La justice italienne refuse de remettre un suspect à la Roumanie

La Cour de Cassation italienne a suspendu l'exécution d'un mandant d'arrêt européen en raison des risques de traitement inhumain et dégradant en Roumanie.
Le 31 octobre, la Cour de Cassation italienne a rendu un jugement allant à l'encontre d'un mandat d'arrêt européen et a refusé de remettre un citoyen roumain à la Roumanie en raison des conditions de détention dans ce pays.

La Cour de Cassation avait déjà interrompu l'exécution du mandat en juin dernier en raison de l'absence d' analyse des risques concernant les violations de l'article 3 de la Convention européenne des droits de l'homme (CEDH), qui interdit les traitements inhumains ou dégradants et la torture, dans le pays destinataire.

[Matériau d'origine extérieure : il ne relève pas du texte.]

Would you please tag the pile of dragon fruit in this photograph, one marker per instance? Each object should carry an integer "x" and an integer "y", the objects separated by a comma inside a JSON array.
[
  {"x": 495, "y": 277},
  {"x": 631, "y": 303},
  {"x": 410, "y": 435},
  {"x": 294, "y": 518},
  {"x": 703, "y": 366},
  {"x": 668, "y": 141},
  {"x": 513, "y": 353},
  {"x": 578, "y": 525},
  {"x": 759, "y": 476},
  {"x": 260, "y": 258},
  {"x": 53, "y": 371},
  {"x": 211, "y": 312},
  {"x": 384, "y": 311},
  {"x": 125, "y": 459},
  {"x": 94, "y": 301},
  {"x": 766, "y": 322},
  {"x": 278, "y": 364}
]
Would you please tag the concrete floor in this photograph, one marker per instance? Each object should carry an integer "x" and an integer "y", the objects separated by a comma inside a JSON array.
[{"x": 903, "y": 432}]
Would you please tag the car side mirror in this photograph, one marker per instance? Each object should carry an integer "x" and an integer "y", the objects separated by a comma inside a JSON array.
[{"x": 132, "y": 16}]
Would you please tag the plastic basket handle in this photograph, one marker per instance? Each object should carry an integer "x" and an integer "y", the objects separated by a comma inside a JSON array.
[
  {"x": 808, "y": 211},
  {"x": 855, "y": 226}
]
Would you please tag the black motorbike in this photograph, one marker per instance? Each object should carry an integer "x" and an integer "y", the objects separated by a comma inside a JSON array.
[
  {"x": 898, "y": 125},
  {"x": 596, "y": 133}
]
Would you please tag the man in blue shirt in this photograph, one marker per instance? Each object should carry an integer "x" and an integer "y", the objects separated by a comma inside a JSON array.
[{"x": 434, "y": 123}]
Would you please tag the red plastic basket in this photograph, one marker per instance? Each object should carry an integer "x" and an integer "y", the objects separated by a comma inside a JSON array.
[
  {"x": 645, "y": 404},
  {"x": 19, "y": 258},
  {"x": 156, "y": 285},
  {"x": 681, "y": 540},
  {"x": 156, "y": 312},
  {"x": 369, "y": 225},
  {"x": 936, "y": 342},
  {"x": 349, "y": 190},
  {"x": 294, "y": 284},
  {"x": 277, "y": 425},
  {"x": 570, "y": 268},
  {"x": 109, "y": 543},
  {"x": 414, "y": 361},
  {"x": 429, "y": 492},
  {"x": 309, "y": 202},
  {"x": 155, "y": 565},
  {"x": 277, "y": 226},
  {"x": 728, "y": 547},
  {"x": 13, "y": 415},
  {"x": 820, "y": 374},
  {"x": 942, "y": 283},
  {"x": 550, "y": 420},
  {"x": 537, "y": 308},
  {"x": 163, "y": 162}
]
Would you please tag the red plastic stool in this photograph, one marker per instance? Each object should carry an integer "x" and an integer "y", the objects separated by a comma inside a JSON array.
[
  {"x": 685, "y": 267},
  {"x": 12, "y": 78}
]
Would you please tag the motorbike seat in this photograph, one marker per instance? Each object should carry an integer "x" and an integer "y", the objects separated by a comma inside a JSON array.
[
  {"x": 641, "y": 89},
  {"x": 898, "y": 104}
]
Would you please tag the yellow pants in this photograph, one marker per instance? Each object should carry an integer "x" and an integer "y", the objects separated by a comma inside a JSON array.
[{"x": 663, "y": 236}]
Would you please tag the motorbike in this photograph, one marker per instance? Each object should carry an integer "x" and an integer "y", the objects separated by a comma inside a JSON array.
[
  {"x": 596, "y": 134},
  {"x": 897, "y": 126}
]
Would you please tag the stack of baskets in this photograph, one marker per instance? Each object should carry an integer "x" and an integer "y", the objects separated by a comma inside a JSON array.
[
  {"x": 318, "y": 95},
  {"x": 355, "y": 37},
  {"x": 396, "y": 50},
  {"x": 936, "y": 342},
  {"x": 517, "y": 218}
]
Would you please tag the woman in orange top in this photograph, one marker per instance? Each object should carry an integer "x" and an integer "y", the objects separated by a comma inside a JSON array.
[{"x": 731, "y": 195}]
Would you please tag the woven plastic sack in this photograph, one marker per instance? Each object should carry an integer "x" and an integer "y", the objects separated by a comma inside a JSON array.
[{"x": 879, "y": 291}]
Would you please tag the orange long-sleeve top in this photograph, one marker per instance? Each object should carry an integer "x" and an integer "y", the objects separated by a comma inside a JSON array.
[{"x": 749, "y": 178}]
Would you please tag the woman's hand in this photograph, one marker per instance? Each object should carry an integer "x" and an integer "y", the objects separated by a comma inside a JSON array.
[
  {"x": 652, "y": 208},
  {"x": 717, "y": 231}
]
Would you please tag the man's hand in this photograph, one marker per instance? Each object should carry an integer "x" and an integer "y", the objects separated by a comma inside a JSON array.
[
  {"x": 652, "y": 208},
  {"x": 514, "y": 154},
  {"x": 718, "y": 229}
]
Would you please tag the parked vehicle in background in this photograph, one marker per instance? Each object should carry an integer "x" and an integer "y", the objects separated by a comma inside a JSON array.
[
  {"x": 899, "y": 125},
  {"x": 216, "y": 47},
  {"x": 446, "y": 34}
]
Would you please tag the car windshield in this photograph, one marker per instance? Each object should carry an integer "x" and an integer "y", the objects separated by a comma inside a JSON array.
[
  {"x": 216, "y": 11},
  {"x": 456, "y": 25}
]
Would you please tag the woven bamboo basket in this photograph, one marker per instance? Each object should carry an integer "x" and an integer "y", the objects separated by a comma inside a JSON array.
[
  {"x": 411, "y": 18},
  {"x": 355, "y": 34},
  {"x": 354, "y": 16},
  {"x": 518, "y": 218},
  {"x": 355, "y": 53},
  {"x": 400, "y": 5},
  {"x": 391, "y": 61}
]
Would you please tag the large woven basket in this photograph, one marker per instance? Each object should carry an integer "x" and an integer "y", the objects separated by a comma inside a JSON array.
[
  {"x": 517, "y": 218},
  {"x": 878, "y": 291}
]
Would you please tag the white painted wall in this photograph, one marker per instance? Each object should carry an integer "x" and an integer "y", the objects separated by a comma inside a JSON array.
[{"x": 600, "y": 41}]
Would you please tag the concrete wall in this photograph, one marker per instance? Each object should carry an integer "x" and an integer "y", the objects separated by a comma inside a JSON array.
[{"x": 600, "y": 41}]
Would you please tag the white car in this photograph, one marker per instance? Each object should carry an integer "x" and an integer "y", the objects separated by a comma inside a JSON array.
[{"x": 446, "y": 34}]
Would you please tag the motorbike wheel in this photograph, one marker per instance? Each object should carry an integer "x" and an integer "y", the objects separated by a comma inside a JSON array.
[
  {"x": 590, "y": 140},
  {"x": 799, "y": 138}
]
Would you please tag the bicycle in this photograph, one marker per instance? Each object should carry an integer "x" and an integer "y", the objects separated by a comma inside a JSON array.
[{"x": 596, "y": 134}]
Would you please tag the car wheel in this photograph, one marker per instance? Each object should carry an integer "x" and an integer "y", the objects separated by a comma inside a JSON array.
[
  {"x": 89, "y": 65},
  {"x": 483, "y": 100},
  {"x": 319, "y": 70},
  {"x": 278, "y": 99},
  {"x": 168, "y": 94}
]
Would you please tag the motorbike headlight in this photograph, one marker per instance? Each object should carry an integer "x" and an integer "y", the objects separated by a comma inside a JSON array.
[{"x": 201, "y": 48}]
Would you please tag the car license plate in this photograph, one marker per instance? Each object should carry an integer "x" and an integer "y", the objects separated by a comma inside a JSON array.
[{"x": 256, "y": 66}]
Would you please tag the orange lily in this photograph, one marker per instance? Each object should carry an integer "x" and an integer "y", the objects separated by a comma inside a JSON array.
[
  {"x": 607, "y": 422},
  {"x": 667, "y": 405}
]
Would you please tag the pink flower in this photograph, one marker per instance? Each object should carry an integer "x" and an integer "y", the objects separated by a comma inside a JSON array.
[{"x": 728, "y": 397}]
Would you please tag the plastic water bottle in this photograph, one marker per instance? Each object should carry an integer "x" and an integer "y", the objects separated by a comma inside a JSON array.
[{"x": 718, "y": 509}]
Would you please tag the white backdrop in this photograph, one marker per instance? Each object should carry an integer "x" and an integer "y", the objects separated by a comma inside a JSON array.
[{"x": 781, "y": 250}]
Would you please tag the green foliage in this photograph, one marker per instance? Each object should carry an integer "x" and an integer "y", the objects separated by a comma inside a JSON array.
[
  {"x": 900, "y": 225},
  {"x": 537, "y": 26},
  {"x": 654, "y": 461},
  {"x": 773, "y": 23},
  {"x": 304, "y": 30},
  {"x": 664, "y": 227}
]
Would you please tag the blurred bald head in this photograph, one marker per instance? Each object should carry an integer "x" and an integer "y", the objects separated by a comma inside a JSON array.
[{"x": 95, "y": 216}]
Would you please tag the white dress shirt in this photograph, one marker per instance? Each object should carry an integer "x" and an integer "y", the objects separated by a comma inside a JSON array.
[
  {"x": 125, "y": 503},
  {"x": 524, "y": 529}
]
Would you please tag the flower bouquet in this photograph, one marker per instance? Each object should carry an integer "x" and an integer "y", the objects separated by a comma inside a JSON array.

La Cour d'appel de Catanzaro avait donc demandé les informations requises aux autorités roumaines. Après avoir reçu ces informations, la Cour avait émis une nouvelle ordonnance afin de poursuivre le mandat d'arrêt européen.

Des risques de mauvais traitements en Roumanie

Cependant, un examen plus approfondi des informations fournies par la Roumaine avait permis de montrer que ces dernières étaient incomplètes et qu'elles manquaient de précision concernant la situation juridique du citoyen en question. Aussi, la Cour de cassation avait-elle de nouveau suspendu l'exécution du mandat d'arrêt.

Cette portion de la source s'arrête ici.